Dilansir dari detikcom, banyaknya keluhan mengenai gagalnya siswa dalam mengikuti SNBP, mencerminkan lemahnya pengelolaan akademik di sekolah. Sebanyak 141 murid di SMAN 4 Karawang terancam tidak bisa mengikuti SNBP dikarenakan pihak sekolah belum merampungkan pengisian PDSS. 

Di sini siswa bukanlah pihak yang bersalah, melainkan guru atau pihak sekolah yang lalai dalam menginput nilai dengan benar dan tepat waktu. Akibatnya, para siswa harus mencari jalur lain seperti Seleksi Nasional Berdasarkan Tes (SNBT) yang mana lebih kompetitif.

Kesalahan ini umumnya disebabkan oleh kurangnya pelatihan bagi guru dalam menggunakan sistem digital administrasi akademik. Banyak guru yang masih gagap teknologi sehingga tidak mampu mengoperasikan sistem PDSS dengan benar. Minimnya sosialisasi dan monitoring dari pihak sekolah semakin memperburuk kondisi ini. 

Selain itu, kurangnya inisiatif guru dalam mempelajari sistem turut menjadi faktor utama. Akibatnya, pengisian data akademik tidak dapat dilakukan secara optimal yang berujung pada hilangnya hak siswa untuk mengikuti SNBP. Tanpa perbaikan yang signifikan, permasalahan ini akan terus berulang.

Sekolah seharusnya memiliki sistem pengawasan ketat untuk memastikan seluruh data akademik siswa diinput dengan benar dan tepat waktu. Namun, banyak sekolah tidak memiliki mekanisme kontrol yang efektif. Tidak adanya pengecekan berlapis menyebabkan kelalaian guru dalam penginputan data sering kali baru terdeteksi setelah waktu berakhir. 

Beberapa sekolah bahkan tidak memiliki tim khusus yang bertugas mengawasi administrasi akademik, sehingga tanggung jawab ini beralih ke guru. Padahal beban kerja guru sudah tinggi, sehingga mereka kesulitan membagi waktu untuk menangani tugas administrasi dengan optimal.

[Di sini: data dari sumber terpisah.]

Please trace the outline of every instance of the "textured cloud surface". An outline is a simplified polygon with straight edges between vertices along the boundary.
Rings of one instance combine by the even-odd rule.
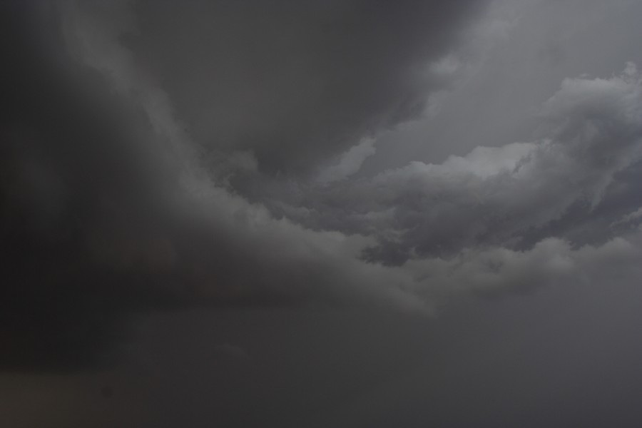
[[[9,363],[73,365],[146,308],[431,312],[636,272],[634,63],[561,82],[536,138],[361,175],[452,83],[480,4],[11,4],[49,26],[16,30],[3,102]]]

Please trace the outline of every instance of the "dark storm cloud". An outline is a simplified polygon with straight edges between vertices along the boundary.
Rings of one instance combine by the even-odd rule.
[[[425,312],[636,269],[633,63],[565,80],[539,139],[350,180],[447,81],[464,2],[6,4],[6,367],[78,367],[134,311]]]
[[[143,1],[128,46],[197,141],[302,172],[419,113],[484,3]]]
[[[414,114],[430,83],[419,66],[447,49],[470,8],[131,6],[3,4],[4,368],[89,362],[123,315],[145,308],[367,289],[418,306],[387,287],[403,274],[355,257],[367,238],[306,230],[214,185],[176,116],[205,146],[253,150],[215,159],[213,176],[255,168],[253,153],[261,168],[307,168]],[[166,19],[176,49],[158,34]]]
[[[639,203],[635,178],[623,172],[642,155],[640,82],[633,64],[611,78],[566,79],[542,108],[538,141],[312,185],[275,210],[312,228],[377,236],[366,255],[386,264],[477,246],[525,249],[525,240],[567,233],[579,244],[603,242],[613,236],[608,225]],[[571,233],[598,219],[601,239]]]

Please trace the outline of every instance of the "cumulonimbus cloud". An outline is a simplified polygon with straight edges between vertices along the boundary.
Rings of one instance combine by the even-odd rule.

Untuk mencegah kasus serupa terulang di masa mendatang, pemerintah dan pihak sekolah harus segera melakukan perbaikan yang terstruktur. Pelatihan wajib bagi guru terutama tim administrasi harus dilakukan agar mereka memahami cara kerja PDSS dengan baik. Pelatihan ini harus mencakup simulasi langsung dalam penginputan nilai sehingga guru memiliki pengalaman praktis sebelum menggunakan sistem. 

Dengan demikian, kesalahan teknis akibat kurangnya pemahaman dapat diminimalisir. Selain itu, evaluasi berkala terhadap keterampilan guru dalam administrasi akademik juga diperlukan untuk memastikan sistem berjalan lebih efektif.

Selain itu, sekolah perlu membentuk tim khusus yang bertanggung jawab atas penginputan dan verifikasi data akademik siswa. Langkah ini penting agar beban administrasi guru tidak bertambah, sehingga mereka dapat lebih fokus pada tugas utamanya yaitu mengajar dan membimbing siswa. 

Tim ini nantinya akan memastikan proses administrasi berjalan lebih efektif dalam melakukan pengecekan ganda sebelum batas waktu pengisian berakhir. Dengan adanya sistem verifikasi yang ketat, kesalahan dalam penginputan data dapat ditekan, sehingga hak siswa untuk mengikuti seleksi ini dapat berjalan dengan lancar.

Langkah-langkah tersebut harus segera diterapkan agar masalah ini dapat ditangani dengan efektif. Jika kelalaian administrasi dalam pengisian PDSS terus terjadi, semakin banyak siswa yang kehilangan kesempatan melanjutkan pendidikan ke jenjang lebih tinggi. Padahal kesalahan teknis ini bisa dicegah dengan sistem yang lebih tertata dan pengawasan ketat.

Oleh karena itu, sekolah harus meningkatkan profesionalisme dalam administrasi akademik agar setiap siswa mendapatkan haknya secara adil tanpa terkendala oleh kelalaian yang tidak seharusnya terjadi.